“The world always makes sense; we just don’t understand it.”
-Adam Robinson
This morning, on my way to work I was listening to Tim Ferriss podcast titled “Becoming the Best Version of You” with three great guests: Josh Waitzkin, Ramit Sethi, and Adam Robinson.
Josh and Ramit were both familiar to me, but Adam Robinson had somehow missed my radar and he is the one that really got my attention when cruising through snowy streets of Tallinn.
His thoughts on when someone says “…does not make sense” are just brilliant:
One of the key things to investing …and I think this is a life truism, is to be aware when you hear a voice in your head that says, and you usually squint your eyes or you’ll hear someone say the following words: it doesn’t make sense. And that’s always a sign of something really powerful.
So if somebody says to me “it doesn’t make any sense why gold keeps going lower, I know that its got a lot lower to go, because what that person just said, in saying it doesn’t make any sense is, this person has a dozen logical reasons why gold ought to be going higher and it is going lower and he says that does not make sense. But the world always makes sense. What does not make sense is his model and this applies in life.
In June about a year ago, Donald Trump announced his candidacy and one of the first things he said that we are putting up a wall and they are gonna pay for it and his numbers shot up in the polls. And somebody said to me and I heard pundits say on TV “that doesn’t make any sense”, and I thought oh my god. But that’s precisely it, it means it is going higher. If a stock goes up and there is no rational reason, it means there is some X factor that you have not considered, cos it makes total sense now in retrospect. But then it didn’t. So whenever you hear someone say something does not make sense…

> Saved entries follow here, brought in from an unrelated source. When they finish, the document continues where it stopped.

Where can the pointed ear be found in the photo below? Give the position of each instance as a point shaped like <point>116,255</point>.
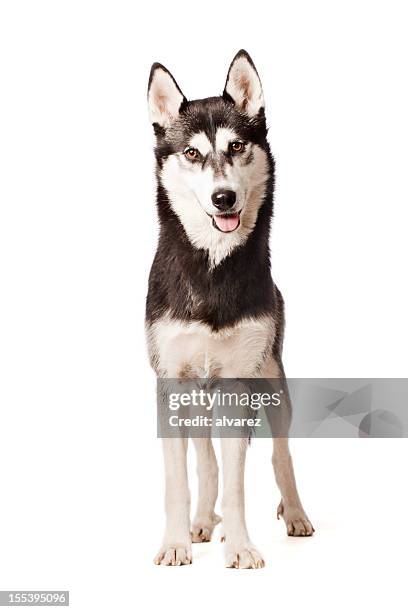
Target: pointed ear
<point>243,86</point>
<point>164,96</point>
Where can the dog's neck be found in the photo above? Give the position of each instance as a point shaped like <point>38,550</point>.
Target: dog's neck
<point>184,285</point>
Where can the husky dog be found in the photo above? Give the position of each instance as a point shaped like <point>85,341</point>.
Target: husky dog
<point>212,307</point>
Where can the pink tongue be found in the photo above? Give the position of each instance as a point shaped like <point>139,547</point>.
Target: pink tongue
<point>227,223</point>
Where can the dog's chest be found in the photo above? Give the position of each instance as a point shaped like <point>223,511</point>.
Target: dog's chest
<point>181,349</point>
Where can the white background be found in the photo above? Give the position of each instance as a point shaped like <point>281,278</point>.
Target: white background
<point>81,476</point>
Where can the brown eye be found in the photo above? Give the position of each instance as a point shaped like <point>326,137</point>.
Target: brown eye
<point>191,153</point>
<point>237,146</point>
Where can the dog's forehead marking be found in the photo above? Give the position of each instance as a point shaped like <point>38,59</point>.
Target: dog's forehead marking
<point>201,142</point>
<point>223,137</point>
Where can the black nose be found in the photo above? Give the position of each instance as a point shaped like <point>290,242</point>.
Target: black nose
<point>223,199</point>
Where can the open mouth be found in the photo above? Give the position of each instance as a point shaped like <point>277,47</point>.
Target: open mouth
<point>227,222</point>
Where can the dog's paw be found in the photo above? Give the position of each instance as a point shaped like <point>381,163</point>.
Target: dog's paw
<point>243,557</point>
<point>174,554</point>
<point>202,528</point>
<point>297,523</point>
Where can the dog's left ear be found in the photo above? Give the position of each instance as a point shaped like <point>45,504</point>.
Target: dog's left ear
<point>243,85</point>
<point>164,96</point>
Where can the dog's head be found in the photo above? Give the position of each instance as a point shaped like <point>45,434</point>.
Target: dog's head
<point>213,157</point>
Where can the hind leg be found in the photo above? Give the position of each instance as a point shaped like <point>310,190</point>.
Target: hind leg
<point>290,507</point>
<point>207,470</point>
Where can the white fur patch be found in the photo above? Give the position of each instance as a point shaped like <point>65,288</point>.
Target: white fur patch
<point>201,142</point>
<point>237,351</point>
<point>223,137</point>
<point>244,86</point>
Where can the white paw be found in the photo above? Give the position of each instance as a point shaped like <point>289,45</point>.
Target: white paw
<point>202,528</point>
<point>174,554</point>
<point>243,557</point>
<point>297,523</point>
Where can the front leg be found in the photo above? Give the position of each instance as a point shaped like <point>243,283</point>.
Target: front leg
<point>239,551</point>
<point>176,547</point>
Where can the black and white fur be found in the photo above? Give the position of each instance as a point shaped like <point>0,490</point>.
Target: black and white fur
<point>212,307</point>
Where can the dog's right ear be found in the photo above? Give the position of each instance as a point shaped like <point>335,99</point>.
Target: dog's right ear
<point>164,97</point>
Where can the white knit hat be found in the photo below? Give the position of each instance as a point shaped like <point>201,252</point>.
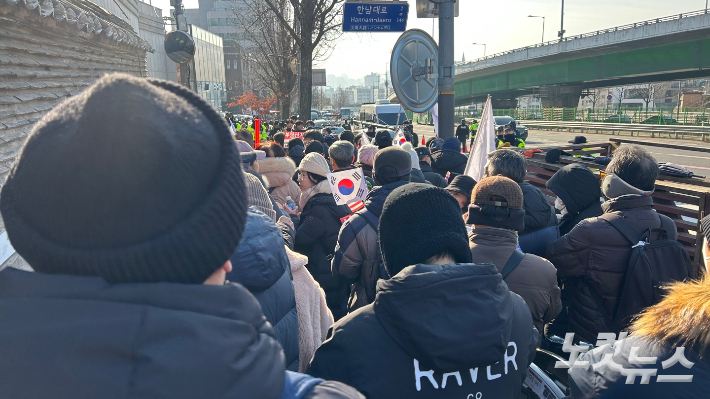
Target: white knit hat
<point>315,163</point>
<point>413,154</point>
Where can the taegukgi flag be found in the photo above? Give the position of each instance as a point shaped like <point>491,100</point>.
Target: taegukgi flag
<point>348,186</point>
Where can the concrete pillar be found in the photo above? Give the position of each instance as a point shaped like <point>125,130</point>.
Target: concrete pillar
<point>560,96</point>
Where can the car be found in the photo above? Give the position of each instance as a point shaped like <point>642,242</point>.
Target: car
<point>660,120</point>
<point>618,118</point>
<point>520,130</point>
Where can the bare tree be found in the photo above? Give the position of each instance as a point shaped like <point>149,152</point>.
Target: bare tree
<point>269,48</point>
<point>315,27</point>
<point>339,99</point>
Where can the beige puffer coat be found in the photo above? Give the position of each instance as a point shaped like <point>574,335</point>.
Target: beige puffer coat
<point>279,172</point>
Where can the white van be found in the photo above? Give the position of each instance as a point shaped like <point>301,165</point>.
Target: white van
<point>383,113</point>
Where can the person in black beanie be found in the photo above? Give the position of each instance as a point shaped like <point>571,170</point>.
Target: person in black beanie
<point>315,146</point>
<point>496,213</point>
<point>441,327</point>
<point>383,139</point>
<point>357,257</point>
<point>128,200</point>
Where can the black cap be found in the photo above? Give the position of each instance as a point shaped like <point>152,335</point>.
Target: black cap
<point>391,164</point>
<point>553,155</point>
<point>421,151</point>
<point>403,241</point>
<point>462,184</point>
<point>315,146</point>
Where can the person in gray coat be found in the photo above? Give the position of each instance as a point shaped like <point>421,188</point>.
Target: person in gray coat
<point>261,265</point>
<point>130,253</point>
<point>357,255</point>
<point>424,155</point>
<point>494,239</point>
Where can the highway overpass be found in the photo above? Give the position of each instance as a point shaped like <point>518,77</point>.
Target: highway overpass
<point>662,49</point>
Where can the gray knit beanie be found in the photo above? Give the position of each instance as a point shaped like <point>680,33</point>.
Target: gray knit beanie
<point>133,180</point>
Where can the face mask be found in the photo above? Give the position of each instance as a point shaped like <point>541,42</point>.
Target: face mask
<point>560,206</point>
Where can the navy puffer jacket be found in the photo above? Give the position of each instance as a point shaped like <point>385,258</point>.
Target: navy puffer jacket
<point>261,265</point>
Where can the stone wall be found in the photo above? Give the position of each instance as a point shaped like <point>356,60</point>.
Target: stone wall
<point>51,50</point>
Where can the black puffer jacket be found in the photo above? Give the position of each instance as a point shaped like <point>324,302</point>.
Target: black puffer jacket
<point>357,256</point>
<point>260,264</point>
<point>595,253</point>
<point>433,332</point>
<point>316,237</point>
<point>538,212</point>
<point>431,176</point>
<point>448,161</point>
<point>579,189</point>
<point>82,338</point>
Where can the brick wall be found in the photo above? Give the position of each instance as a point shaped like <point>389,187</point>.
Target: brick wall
<point>43,61</point>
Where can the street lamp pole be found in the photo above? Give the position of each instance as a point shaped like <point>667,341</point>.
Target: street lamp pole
<point>484,47</point>
<point>561,33</point>
<point>543,26</point>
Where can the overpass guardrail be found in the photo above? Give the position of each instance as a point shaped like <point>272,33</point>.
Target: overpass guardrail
<point>682,132</point>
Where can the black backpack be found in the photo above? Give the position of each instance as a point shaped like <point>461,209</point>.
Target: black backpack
<point>652,265</point>
<point>374,221</point>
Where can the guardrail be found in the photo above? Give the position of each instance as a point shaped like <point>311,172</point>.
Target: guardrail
<point>683,132</point>
<point>589,34</point>
<point>685,200</point>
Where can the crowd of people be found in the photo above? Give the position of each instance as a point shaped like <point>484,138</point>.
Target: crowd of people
<point>172,259</point>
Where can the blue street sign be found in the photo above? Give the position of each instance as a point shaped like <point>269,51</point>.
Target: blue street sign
<point>385,16</point>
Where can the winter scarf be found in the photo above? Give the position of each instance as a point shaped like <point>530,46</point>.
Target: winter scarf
<point>314,317</point>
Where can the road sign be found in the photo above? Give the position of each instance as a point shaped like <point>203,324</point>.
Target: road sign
<point>375,16</point>
<point>414,67</point>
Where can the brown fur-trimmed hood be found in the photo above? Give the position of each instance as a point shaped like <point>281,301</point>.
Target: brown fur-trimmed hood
<point>680,319</point>
<point>277,169</point>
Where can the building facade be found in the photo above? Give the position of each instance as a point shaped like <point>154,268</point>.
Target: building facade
<point>208,65</point>
<point>52,51</point>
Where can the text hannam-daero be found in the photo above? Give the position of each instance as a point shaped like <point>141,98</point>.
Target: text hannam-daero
<point>370,20</point>
<point>456,376</point>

…I was talking to Sam Zell, a great real estate investor, and all he does, he reads the newspaper and all he’s looking for are things that don’t make sense. So I said, “Give me an example, Sam.” And he says, “Okay. I’m reading the newspaper and I see that there’s a Starbucks that’s just opened up (this is like 15-20 years ago) in Mongolia.” And he thinks to himself, “Mongolia? I thought they drink tea. What’s with that?” He’s so curious about this because it makes no sense that he takes his private jet, flies to Mongolia, and he discovers that they’ve started mining. This was the beginning of the big China infrastructure build. And the only reason he knew about it was that “it didn’t make any sense.”
So I’m telling you that’s the key thing. People stumble on these ideas and they dismiss them. They go, “Eh, that doesn’t make any sense.” But I’m telling you that’s where the gold mine is; things that don’t make sense. That’s all I pay attention to now.
There is so much, that we individually and collectively, see as something that doesn’t make ( at times we also add ANY) sense, while the reality is that everything makes sense, very often in retrospect.
Everything that is happening, is the result of something that took place before. If we understand better all the details, different models, patterns, have an open mind, then things start to make sense, even if we find them unpleasant, like perhaps the result of US presidential election, loosing money on a dropping stock, health problems… etc.
I have also learned over the years from my own experiences and other people around me, that fear plays a big role in it also. At times it seems easier to say: it doesn’t make sense, rather than face it all, learn and grow from it…
“We don’t see things as they are, we see them as we are.”